I am really proud of my expanded knowledge and confidence in a relatively short time.

My advice would be:

  1. Ask questions – ask lots of questions!
  2. Don’t be afraid to get things wrong occasionally – ask for help, learn and keep developing your knowledge.
  3. Keep up to date with ‘news in the rights world’ – Read The Bookseller, talk to colleagues who work in different areas of the rights business, attend conferences and seminar talks, maintain relationships with rights agents and relevant contacts too. They are the best source of information about their markets.
  4. Enjoy the experience and opportunities – Look forward to making new industry friends across the world (not worrying about travel or meeting new people).
  5. Celebrate your wins – Revel in the feeling when you finish successful negotiations and celebrate the foreign language editions with your authors when they receive their copies!

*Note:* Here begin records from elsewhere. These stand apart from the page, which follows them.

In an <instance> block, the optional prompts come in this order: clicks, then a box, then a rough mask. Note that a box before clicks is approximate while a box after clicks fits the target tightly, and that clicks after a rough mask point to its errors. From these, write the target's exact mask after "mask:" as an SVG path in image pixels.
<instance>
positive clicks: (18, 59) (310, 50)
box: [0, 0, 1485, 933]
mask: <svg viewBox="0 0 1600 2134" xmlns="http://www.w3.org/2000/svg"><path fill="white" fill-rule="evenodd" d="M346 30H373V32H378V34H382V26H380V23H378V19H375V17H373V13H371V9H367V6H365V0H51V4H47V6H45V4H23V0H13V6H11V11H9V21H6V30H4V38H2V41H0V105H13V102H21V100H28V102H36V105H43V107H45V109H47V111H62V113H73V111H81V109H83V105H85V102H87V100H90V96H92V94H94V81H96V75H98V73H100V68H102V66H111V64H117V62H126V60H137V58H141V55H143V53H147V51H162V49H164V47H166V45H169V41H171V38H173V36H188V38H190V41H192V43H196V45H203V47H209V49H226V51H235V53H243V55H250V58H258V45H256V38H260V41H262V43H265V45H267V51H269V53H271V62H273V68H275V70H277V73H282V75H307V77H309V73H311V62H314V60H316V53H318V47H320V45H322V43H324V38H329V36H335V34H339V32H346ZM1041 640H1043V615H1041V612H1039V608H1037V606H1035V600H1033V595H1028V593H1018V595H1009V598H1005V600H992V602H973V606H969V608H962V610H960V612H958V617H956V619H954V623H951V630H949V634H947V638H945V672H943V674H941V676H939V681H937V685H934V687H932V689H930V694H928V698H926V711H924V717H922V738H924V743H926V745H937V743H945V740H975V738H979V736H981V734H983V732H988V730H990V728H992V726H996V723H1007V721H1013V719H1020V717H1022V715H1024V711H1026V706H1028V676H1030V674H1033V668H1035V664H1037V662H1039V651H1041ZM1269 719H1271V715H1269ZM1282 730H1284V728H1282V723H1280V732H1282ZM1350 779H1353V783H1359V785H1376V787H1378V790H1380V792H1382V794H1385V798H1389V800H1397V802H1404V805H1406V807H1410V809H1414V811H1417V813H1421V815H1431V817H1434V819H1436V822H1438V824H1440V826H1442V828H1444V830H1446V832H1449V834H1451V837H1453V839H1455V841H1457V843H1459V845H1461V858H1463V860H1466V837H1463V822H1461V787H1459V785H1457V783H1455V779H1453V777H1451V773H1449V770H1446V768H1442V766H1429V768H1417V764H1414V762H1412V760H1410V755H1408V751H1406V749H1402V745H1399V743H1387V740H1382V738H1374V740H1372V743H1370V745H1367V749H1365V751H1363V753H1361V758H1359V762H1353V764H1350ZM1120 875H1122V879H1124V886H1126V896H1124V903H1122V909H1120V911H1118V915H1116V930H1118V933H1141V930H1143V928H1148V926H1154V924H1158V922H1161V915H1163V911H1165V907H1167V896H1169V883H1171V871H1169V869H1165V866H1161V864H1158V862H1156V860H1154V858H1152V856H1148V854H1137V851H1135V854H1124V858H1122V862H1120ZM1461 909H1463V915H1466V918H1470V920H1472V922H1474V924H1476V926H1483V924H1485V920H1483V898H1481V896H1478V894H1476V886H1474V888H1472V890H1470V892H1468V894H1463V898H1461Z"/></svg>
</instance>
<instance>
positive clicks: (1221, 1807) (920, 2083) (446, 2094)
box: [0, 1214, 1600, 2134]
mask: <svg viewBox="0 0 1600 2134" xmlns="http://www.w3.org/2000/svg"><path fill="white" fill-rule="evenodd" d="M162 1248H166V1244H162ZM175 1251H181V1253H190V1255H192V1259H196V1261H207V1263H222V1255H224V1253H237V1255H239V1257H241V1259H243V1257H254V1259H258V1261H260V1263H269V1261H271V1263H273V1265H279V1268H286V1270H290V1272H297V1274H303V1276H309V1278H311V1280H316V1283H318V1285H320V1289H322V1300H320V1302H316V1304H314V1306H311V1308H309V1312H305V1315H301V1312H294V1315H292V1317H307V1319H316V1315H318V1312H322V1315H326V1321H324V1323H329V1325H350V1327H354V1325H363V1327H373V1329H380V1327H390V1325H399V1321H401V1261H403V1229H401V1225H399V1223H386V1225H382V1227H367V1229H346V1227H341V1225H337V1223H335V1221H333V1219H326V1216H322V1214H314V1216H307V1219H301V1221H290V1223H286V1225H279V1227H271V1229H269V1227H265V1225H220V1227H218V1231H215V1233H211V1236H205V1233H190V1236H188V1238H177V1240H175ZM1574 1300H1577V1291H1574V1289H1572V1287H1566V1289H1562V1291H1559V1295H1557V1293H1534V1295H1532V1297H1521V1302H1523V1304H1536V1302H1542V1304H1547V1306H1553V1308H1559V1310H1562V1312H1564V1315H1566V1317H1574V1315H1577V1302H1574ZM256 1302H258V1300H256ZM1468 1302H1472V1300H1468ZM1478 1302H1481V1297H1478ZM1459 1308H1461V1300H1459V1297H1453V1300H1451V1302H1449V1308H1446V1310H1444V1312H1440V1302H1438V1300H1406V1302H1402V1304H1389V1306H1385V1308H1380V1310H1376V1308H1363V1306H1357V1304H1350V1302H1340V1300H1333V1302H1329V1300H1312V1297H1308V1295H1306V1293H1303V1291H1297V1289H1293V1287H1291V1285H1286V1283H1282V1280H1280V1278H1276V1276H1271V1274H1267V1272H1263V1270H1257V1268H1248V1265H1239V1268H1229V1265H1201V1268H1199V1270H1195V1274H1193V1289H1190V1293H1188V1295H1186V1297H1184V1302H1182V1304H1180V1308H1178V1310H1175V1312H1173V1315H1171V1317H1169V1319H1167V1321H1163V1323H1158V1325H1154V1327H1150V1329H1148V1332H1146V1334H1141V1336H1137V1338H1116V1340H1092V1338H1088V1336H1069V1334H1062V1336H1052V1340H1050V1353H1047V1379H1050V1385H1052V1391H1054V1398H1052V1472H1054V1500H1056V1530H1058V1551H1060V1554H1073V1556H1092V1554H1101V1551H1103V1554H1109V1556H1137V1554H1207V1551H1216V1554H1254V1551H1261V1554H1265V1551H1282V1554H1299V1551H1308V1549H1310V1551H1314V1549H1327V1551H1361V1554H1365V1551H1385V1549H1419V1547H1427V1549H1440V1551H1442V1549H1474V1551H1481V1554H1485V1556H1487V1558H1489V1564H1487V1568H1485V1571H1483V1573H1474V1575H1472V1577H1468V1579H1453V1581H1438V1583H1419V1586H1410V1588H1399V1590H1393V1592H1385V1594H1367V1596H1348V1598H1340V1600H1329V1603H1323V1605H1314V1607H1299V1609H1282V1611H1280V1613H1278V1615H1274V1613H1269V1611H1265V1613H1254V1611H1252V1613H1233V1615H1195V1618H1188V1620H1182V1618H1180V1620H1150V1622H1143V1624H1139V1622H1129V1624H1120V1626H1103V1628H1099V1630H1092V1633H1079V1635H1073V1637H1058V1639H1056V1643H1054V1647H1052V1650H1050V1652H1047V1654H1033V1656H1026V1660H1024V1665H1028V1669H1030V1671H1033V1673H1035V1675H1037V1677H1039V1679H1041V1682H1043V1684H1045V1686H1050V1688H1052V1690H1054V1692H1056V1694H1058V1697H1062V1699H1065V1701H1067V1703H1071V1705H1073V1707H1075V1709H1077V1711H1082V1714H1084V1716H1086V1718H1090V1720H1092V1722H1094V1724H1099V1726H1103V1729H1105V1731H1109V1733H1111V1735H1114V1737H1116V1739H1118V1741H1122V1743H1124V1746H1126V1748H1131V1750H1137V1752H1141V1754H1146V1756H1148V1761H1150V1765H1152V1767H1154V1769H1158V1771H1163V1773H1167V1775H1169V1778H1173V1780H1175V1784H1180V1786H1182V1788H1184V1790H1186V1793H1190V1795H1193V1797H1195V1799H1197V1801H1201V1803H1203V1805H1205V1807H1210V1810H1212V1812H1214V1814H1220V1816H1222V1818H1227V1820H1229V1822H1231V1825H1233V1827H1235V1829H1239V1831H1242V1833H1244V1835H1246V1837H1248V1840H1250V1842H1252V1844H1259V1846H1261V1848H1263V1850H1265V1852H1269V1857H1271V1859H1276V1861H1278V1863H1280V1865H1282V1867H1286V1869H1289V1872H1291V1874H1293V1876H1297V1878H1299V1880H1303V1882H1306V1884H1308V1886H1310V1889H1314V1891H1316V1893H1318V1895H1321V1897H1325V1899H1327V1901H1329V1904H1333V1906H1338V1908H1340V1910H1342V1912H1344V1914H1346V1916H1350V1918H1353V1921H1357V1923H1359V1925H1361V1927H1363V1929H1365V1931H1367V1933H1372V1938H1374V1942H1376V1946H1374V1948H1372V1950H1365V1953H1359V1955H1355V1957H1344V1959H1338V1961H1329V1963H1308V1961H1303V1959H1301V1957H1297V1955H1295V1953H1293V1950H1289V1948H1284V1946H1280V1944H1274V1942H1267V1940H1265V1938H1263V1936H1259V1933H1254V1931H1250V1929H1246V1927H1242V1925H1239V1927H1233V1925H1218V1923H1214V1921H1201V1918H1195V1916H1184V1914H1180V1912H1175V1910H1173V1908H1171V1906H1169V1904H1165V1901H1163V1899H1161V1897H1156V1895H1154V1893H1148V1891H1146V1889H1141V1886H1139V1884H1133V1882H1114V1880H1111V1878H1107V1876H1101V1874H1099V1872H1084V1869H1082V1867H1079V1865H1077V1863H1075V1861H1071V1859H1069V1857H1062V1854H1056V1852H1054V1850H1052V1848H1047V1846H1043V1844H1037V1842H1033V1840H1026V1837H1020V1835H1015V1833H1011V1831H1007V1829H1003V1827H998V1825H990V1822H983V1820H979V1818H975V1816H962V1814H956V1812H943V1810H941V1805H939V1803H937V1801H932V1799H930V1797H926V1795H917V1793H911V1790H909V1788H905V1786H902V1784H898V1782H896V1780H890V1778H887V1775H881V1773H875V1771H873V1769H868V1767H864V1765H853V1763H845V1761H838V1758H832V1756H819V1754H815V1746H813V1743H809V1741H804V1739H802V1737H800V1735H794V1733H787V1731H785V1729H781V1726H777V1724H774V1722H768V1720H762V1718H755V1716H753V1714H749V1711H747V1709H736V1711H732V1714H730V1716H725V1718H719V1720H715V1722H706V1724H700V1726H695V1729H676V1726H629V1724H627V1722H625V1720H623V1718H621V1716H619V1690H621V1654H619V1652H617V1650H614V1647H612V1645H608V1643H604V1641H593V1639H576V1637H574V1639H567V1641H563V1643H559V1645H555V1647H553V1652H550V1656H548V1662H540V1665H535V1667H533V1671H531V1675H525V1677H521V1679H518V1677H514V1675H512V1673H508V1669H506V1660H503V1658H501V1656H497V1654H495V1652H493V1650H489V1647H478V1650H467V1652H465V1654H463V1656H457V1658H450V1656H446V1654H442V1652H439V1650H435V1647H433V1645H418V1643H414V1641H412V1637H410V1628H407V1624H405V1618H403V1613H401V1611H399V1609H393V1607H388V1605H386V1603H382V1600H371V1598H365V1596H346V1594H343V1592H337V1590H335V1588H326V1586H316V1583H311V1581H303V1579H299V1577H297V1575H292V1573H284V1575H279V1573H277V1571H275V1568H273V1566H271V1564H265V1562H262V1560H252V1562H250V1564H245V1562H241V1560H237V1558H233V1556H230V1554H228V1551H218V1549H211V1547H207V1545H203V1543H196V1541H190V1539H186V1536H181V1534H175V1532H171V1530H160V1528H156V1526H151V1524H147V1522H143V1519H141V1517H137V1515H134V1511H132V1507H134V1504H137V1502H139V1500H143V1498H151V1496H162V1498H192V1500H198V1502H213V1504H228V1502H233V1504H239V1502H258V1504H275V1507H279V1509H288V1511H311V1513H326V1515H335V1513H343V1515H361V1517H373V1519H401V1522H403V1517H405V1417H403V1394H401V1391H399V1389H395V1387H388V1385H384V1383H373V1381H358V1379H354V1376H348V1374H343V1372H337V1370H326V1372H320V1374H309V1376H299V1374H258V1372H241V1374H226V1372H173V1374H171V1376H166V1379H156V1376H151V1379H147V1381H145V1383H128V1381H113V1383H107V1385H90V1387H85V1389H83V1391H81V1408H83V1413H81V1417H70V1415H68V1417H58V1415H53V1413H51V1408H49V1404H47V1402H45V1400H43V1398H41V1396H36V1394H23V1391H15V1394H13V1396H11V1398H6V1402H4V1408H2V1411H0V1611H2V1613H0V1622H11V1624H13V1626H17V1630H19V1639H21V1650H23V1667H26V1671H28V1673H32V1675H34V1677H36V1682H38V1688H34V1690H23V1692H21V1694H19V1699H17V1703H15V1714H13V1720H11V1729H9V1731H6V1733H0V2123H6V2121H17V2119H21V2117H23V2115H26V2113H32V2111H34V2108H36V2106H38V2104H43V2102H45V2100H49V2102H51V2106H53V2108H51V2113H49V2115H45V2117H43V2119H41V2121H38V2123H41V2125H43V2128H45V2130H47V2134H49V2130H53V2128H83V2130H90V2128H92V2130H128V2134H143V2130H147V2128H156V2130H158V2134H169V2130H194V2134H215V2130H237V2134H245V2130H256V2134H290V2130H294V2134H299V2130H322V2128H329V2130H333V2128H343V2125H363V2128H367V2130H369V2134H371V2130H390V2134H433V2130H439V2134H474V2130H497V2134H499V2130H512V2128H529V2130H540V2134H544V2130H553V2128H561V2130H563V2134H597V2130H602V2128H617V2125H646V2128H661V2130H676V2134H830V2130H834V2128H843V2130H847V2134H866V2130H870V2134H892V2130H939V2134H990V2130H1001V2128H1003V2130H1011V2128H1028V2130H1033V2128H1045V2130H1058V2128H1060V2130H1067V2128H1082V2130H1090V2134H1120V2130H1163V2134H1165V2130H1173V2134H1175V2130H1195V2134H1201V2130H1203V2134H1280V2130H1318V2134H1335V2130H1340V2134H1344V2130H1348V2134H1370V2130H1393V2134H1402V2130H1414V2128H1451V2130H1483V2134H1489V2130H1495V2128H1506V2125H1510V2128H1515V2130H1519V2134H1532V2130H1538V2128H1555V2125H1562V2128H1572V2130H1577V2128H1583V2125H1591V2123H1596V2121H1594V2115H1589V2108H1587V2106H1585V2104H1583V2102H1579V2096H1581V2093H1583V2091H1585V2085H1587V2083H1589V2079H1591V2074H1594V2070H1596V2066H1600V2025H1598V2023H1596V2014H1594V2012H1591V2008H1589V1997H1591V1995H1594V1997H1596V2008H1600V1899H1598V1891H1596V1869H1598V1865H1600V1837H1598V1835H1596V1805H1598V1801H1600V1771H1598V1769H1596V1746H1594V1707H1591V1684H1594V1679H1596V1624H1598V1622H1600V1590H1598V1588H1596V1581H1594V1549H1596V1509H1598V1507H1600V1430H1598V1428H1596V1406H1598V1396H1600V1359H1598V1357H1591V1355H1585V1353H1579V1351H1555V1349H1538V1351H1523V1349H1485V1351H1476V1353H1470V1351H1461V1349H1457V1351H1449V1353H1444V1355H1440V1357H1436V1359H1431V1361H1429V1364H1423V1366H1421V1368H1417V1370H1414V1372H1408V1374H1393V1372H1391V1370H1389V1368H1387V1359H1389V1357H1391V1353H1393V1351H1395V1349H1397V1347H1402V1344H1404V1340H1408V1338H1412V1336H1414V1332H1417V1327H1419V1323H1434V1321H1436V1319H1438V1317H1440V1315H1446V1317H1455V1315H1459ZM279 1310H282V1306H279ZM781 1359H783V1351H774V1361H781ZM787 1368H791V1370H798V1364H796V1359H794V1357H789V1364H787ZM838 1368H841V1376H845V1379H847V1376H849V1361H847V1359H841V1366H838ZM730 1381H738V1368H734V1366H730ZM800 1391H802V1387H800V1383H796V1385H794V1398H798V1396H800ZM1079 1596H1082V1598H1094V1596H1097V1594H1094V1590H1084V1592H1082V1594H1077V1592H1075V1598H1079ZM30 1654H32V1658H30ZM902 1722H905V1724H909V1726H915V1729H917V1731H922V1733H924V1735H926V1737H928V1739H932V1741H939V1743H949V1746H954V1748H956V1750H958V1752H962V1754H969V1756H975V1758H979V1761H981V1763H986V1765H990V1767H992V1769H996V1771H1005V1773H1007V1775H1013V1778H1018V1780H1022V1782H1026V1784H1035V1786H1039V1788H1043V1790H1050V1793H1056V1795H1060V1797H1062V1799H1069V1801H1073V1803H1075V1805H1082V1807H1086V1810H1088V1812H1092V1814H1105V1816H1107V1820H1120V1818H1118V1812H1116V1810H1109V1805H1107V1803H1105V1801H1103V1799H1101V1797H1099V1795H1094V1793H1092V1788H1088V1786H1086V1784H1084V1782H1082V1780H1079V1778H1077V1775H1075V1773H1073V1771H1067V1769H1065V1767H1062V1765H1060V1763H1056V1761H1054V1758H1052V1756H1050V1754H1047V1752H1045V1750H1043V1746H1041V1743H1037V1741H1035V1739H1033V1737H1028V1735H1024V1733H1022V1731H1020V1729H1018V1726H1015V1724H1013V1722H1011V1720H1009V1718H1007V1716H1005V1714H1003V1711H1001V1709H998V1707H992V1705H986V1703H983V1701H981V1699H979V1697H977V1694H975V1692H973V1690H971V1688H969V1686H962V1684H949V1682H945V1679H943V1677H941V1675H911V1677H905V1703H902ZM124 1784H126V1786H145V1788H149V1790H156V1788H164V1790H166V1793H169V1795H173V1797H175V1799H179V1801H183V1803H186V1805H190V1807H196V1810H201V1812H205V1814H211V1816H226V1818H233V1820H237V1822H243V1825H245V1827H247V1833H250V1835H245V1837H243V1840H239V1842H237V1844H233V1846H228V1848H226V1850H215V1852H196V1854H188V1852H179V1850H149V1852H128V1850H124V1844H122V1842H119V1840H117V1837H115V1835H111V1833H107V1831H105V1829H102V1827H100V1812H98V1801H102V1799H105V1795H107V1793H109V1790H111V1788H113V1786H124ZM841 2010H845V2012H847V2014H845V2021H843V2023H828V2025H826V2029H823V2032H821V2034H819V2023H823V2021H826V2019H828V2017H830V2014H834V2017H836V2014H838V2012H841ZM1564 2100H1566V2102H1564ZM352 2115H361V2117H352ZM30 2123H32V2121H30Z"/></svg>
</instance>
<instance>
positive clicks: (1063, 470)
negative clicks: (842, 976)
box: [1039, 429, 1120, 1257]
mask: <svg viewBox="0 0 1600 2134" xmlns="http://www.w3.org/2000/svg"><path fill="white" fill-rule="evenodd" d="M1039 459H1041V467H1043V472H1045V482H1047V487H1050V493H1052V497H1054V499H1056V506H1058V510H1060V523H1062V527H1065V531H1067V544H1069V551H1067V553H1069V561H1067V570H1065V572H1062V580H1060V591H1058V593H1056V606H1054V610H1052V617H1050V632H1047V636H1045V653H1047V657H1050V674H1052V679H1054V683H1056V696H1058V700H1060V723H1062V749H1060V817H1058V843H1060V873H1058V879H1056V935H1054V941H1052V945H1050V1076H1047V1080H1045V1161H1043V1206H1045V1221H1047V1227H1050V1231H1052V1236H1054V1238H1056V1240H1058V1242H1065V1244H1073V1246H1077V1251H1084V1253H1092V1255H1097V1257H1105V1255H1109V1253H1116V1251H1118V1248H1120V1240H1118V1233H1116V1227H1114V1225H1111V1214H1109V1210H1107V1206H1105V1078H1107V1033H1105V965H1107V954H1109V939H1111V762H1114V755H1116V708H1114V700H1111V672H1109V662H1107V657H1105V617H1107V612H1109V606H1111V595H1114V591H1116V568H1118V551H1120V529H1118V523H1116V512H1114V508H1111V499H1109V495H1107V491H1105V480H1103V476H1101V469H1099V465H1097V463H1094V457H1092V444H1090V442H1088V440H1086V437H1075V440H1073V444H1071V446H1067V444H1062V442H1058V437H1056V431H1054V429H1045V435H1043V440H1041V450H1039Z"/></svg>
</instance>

My priority is “everyone’s favourite thing”…I want to get a better handle on royalty management. This is an important source of revenue and needs to be effectively managed.

I am going to say yes more! I don’t want being the ‘newbie’ to stop me from getting involved – and you shouldn’t either!

I am looking forward to expanding my networking circle even further in rights too, with new rights agents, buyers and contacts. I can see that this will only lead to more opportunities, a more profitable rights programme, an increase in market knowledge and self confidence.

Thanks so much to Emily for sharing her experiences and for being so open about her challenges in her role. We are so proud that she found RightsZone a source of support, as well as knowing that we, as a team, were available to answer questions.

Her advice is excellent and reflects much of what we experience working in the world of rights too …even though it is significantly longer than a year! We are a network. We are a community. We still need to ask lots of questions. Importantly, we support and collaborate to help our authors and our businesses.